Kathy Shaffer, producer

Purchase Line

“Guys & Dolls”

This musical set in Damon Runyon’s mythical New York City features nightclub performers and gamblers, including Nathan Detroit, who is always desperate to find a spot for his infamous floating dice game.

“Guys and Dolls” is based on stories and characters by Damon Runyon.

The music and lyrics were written by Frank Loesser, and the book was written by Jo Swerling and Abe Burrows.  

“Our musicals have a reputation for being a captivating experience for all involved, and this year’s production of “Guys and Dolls” is no exception.

“The gangsters are perfecting their Brooklyn accents, the Hot Box Dancers are tirelessly practicing their kicks and the  singers will be ending everything on a high note.

“We hope to give everyone our usual flair at Purchase Line for effect, music, drama and entertainment.”

 Rebecca L. Bracken, cast director

Richland

“On the Town”

 This musical is the story of three American sailors on a 24-hour leave in New York City during wartime 1944.

Each of the three sailors becomes enamored of a particular woman and the city itself.

“On the Town” was the brainchild of Oliver Smith, who was impressed with American choreographer Jerome Robbins’ 1944 ballet “Fancy Free.”

The musical by Leonard Bernstein introduced several popular and classic songs, including “New York, New York,” “Lonely Town,” “I Can Cook, Too” and “Some Other Time,” as well as the famed Coney Island Ballet.

When it opened in the 1940s, The New York Times praised the show as “the freshest and most engaging musical show to come this way since the golden days of ‘Oklahoma.’ ”

“The show is not performed often because it needs exceptional comedic singer-actors, a large orchestra and skilled dancers to handle the eight dance scenes.

“We are expecting our students to not only sing and act, but to grow as actors and dancers as they learn this historic piece.
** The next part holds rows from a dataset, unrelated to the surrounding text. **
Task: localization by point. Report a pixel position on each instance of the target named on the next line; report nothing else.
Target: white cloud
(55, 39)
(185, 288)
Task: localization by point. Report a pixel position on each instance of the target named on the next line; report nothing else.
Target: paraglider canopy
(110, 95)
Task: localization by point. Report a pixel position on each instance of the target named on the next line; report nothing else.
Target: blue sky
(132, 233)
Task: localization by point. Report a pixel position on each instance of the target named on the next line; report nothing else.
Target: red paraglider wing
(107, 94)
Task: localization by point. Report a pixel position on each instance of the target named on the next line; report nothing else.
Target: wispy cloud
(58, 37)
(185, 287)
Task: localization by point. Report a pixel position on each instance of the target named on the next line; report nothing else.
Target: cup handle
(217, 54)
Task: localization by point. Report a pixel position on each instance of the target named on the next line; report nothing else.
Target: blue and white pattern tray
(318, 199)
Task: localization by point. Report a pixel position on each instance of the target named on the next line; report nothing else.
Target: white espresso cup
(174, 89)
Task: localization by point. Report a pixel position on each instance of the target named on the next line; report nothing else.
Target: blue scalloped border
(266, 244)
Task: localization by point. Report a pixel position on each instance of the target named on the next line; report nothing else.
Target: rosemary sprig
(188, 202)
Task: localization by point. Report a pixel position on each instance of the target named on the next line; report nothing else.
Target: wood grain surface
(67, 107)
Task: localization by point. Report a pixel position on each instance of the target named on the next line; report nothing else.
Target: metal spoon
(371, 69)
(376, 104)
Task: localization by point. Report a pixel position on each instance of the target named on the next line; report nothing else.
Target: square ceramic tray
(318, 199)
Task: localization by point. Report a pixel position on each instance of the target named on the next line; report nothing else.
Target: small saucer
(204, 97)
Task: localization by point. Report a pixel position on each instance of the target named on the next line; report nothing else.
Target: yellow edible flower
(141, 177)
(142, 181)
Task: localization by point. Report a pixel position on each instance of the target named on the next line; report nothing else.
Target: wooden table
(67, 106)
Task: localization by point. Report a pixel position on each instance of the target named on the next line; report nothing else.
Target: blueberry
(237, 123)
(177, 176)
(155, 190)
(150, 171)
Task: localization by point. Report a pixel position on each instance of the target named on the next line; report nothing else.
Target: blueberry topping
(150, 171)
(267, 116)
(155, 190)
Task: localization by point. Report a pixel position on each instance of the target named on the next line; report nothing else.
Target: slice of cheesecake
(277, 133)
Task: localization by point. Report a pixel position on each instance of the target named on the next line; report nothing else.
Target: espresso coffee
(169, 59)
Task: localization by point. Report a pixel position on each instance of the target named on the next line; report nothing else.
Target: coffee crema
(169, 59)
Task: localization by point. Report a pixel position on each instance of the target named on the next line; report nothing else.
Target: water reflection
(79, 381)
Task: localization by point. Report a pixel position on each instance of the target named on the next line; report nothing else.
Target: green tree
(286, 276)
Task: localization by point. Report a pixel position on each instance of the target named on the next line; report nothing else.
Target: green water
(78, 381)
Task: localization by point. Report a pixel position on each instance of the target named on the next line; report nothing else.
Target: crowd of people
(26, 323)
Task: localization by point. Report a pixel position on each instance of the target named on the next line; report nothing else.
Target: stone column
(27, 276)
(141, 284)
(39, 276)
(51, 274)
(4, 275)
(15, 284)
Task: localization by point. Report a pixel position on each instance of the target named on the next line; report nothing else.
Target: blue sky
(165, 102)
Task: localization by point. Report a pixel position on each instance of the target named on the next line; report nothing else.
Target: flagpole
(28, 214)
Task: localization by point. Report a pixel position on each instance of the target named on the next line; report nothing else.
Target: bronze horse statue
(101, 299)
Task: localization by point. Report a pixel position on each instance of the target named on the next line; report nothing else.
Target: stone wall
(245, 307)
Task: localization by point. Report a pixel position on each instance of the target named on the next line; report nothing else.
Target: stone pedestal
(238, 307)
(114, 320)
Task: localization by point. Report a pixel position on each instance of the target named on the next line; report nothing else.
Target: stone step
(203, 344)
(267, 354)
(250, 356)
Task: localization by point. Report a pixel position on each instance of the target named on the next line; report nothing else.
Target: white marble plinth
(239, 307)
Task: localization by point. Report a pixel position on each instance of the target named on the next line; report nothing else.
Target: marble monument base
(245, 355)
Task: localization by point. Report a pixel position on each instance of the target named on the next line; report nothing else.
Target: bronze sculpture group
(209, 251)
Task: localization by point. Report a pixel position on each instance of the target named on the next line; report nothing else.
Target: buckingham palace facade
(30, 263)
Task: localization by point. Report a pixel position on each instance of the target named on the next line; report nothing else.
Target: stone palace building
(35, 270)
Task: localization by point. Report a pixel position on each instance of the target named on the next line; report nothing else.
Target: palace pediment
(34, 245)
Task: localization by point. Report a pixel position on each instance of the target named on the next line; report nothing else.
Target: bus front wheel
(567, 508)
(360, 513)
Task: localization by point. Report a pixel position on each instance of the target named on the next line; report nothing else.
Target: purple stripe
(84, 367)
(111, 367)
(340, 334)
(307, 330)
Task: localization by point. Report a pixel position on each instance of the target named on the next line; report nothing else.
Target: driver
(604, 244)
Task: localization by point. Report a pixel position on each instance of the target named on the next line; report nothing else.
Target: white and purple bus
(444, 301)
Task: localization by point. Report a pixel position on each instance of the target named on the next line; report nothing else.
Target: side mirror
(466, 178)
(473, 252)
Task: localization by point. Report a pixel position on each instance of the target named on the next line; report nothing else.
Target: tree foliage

Many schools do not offer the level of music, acting and dance training needed to mount this production.

“The show was written by young people to be performed by young people.”

Scott D. Miller, director

“Our production of ‘On the Town’ will demonstrate the high level of musical theater our students will perform in this classic musical.”

 Jerrod Cannistraci, musical director, conductor

 “The work is not only one of the most complex dance features in the history of Broadway, it also is a great score for our orchestra. The music reveals how Bernstein borrowed sounds of jazz as well as influences from many of the great composers of classical music in the 20th century.”